My husband asked me what I wanted for my birthday/our anniversary (which is today...23 years) I told him I wanted something for my fiber addiction. So, I went scrounging on Ravelry and came up with a blending hackle with a 4 pitch comb set. I can't quite make up my mind on the drum carder I want...it's a whole big chunk-o-change....and I'm not certain that my bad shoulders would be to happy with all that crankin'. But, I digress.....

So, I settled on the blending hackle because I could resell it without too much problem later...

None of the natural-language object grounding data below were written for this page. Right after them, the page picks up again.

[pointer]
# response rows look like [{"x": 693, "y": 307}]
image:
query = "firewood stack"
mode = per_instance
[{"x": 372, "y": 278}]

Wellllll.....Got the set today. My, My...is this thing FUN! I enjoy it. It makes beautiful blended roving without a whole lot of fooling around. Now I'm wondering......do I really need a drum carder?????.....hmmmmmm


----------



## Marchwind (May 10, 2002)

Congratulations on the Hackle and the marriage longevity. You should see if you can get a copy of this seasons Spin Off magazine they have a whole section in there on using a blending Hackle.


----------



## Pearl B (Sep 27, 2008)

Oh joy, a potentially new toy! I didnt even know there was such a thing.


----------



## lathermaker (May 7, 2010)

It's an older version of this one with a 4 pitch comb to go with it. Not new, but it does a good job. Mine uses regular 
C-clamps, not the nice wood & hook ones.

They call is a "blending hackle" but I've been using it to comb out clean locks, then diz those off into sliver roving.. It's just a big ole comb!


----------



## lathermaker (May 7, 2010)

WIHH; girl, you really are a hard core enabler! :hrm: I can see your points with eyes wide open. I like to spin EVERYTHING, from a slick as glass worsted, to a bumpy, lumpy, lofty art yarn....sigh....I think my next step is to see if I can borrow a carder to try it out....


----------



## Oma2three (May 5, 2012)

Let me tell you my daughter and I saw a drum carder at a fiber fest and thought how neat .so she went out and purchased one for me.Well I used it once.Found it to be pretty messy to use in the kitchen, no room in the craftroom (too much other stuff in there ) ,so it sits in the sunroom waiting to be put to work.really wished we could have borrowed one first.But then we tend to jump right in and be a bit compulsive SOOO my advice would be borrow one first and seehow you like it.


----------



## Marchwind (May 10, 2002)

A LOT depends on the brand you get also. The chain drive careers tend to be a bit easier to use, crank. If you over load any of them you will tend to make it difficult if not impossible to crank besides you can break it. As for the mess, yep they can be messy but that is part of their job, they will get out a lot of VM and dirt so have it in an area that is easy to clean.

I love my drum carder especially for big projects. I cannot imagine you would find a drum carder harder on your body than hand cards.

Oma2three maybe you would consider selling yours to Lathermaker?


----------



## Oma2three (May 5, 2012)

Well selling it sounds like a good idea,but since it was a gift from my duughter I will not do that. Besides we have bags and bags of fiber to be done,Ill just have to wait and do it out on the deck.Hopefully it won't be as hot next year,since I don't tolerate heat that well.


----------